News and media

How to respond to an adverse CQC inspection

Date of publication: 22nd Feb 2021

Categories: Independent Healthcare Voices

Peter Killwick from Verita looks at how independent healthcare providers can respond to an adverse CQC inspection and what they can do to improve patient safety and quality.

The work of the CQC is crucial in both maintaining and improving patient safety and identifying  areas where performance is falling short of requirements. Our recent work with providers suggests that the CQC is developing a much closer focus on organisational leadership and the impact – positive or negative – that this can have on performance. The well-led domain is now key. Executives of all healthcare providers are well advised to recognise and prepare for this.

An understandable apprehension around an inspection can become a real threat to the business if the report reaches adverse conclusions resulting in enforcement notices. Day to day operations can be disrupted, staff morale impacted, insurance premiums hugely increased, and, in the worst case, entire services shut down.  So – how best to respond if an inspection goes badly?

Our primary advice is to genuinely examine the findings and to resist the instinctive reaction to contest the report, unless you are certain that the inspector is in error.  Remember that by the time the CQC reports, it may be very difficult to change their opinions – time spent challenging the detail of the findings may be better spent elsewhere.  If there is substance to their concerns, it is vital to act fast and to commit to fix the problems. After all, most findings by inspectors aim to identify patient safety concerns, and it is in your interest to know why the inspector considers safety may be at risk.

A factually accurate report is in everyone’s interest, and it will allow you to focus with confidence on the right issues. In your initial conversations with the inspector, it is essential to provide immediate confidence that you acknowledge the issues and have the organisational capacity and the will to fix them.

Understanding the root causes of the problems is essential.  It is possible that independent diagnosis may help you see a clearer picture, as there may well be a gap between what you think is being done (your policies, protocols and procedures), and what is really being done on the front lines.  To understand this, it is essential to take a “deep slice” approach from board-to-ward. This will help you to avoid complacency and should ensure that confirmation bias does not block an effective diagnosis.

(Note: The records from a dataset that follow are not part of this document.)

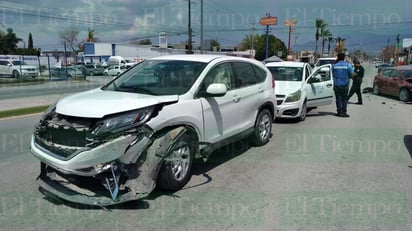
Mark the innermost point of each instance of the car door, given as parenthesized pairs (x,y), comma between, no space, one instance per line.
(319,86)
(220,113)
(384,81)
(393,83)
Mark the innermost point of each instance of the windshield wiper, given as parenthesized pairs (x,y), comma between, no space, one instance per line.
(135,89)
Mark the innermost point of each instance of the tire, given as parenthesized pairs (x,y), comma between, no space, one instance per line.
(376,89)
(15,74)
(303,113)
(176,169)
(263,128)
(404,95)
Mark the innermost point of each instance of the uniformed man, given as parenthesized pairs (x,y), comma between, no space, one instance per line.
(342,72)
(357,81)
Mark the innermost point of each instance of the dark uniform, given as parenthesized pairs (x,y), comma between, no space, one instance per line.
(357,81)
(342,72)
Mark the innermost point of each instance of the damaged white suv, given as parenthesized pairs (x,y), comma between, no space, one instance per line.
(144,128)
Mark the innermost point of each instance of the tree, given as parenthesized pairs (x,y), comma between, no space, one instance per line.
(9,42)
(340,45)
(320,24)
(275,45)
(30,42)
(69,38)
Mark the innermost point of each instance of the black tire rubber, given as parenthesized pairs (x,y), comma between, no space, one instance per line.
(166,179)
(264,118)
(375,89)
(404,95)
(15,74)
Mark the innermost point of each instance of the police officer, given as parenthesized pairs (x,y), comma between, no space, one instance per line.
(342,72)
(357,81)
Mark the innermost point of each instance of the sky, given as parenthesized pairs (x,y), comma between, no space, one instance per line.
(367,25)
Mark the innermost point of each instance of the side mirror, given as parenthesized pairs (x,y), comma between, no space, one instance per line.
(216,89)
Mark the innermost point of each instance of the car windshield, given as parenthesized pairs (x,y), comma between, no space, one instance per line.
(286,73)
(322,62)
(407,73)
(18,62)
(158,77)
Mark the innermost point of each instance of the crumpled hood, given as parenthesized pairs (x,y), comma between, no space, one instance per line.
(287,87)
(97,103)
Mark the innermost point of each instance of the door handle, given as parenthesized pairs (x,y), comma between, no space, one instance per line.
(236,98)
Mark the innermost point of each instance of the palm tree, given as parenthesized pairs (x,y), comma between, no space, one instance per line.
(319,23)
(340,45)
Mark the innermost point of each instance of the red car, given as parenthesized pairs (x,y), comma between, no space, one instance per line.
(394,81)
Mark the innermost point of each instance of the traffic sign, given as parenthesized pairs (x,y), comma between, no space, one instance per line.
(269,20)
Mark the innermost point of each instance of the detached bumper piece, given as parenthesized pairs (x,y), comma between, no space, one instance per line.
(102,190)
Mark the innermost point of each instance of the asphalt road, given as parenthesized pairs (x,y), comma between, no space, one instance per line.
(326,173)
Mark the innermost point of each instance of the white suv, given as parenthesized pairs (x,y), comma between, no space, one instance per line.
(17,68)
(144,128)
(299,89)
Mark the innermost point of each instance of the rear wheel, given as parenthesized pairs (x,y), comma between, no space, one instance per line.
(15,74)
(375,89)
(175,171)
(263,128)
(404,95)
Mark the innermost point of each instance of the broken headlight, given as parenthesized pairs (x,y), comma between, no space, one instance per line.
(120,122)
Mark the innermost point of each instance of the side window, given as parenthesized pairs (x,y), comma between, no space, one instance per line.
(386,73)
(244,75)
(260,73)
(395,74)
(221,73)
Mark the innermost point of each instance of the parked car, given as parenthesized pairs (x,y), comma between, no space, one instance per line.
(145,127)
(383,65)
(72,72)
(114,70)
(298,90)
(325,60)
(94,69)
(17,69)
(394,81)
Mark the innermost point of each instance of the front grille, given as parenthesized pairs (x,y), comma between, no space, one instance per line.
(63,135)
(279,102)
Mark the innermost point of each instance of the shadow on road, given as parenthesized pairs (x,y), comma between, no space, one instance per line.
(407,140)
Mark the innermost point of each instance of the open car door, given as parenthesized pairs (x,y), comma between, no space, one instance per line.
(319,86)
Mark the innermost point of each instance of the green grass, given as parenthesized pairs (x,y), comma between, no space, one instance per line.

Again, it is possible that the most effective way to do this may be with outside help, not only to provide extra bandwidth for the task, but also because an experienced partner will have proven diagnostic tools at their disposal and direct knowledge of how other healthcare organisations are structured and run.

Once reliable evidence of the problems and their causes has been gathered, a realistic plan for the remedial actions must be developed and, crucially, shared with the inspectors.  This will give them confidence that their findings have been understood and addressed and that there is a coherent path to implementation.  Providers should guard against the temptation to be over-optimistic in the time that it will take to reach the goals.  Inspectors are generally very experienced and will not see as credible ‘root and branch’ reforms (if these are required) that are scheduled to be completed in short timeframes.  In our experience, it sends a much stronger message to commit to (and execute) any actions mandated within the enforcement notice timeframe, and to adopt a more measured approach to wider reform.

It is important to factor in not just the necessary changes to organisation, governance, systems, processes and practices, but also the need to support your people through communication, training, development and clear leadership.  Stakeholders must be informed of and aligned with the plans, and internal and external communication must be managed proactively to maintain commissioner and patient confidence in your services.

Our clients have found that continual engagement with the CQC team is the best way to provide them with confidence in the progress being made.  If this is to be optimal, a detailed plan of actions taken and their impact on service delivery is key.  This can demonstrate that interventions are more than just a paper exercise and are being established throughout the organisation.  We know that providers are committed to improving performance and patient safety and the response to an adverse inspection gives you the opportunity to demonstrate that commitment, not just to the CQC, but to all your stakeholders.

There is no question that there will be a cost – potentially significant – in getting the response right, but a much bigger cost to getting it wrong.

Obviously, it would be preferable to not fall foul of the regulator in the first place, so in a future blog we will outline the potential problem areas that can be proactively assessed to ensure this.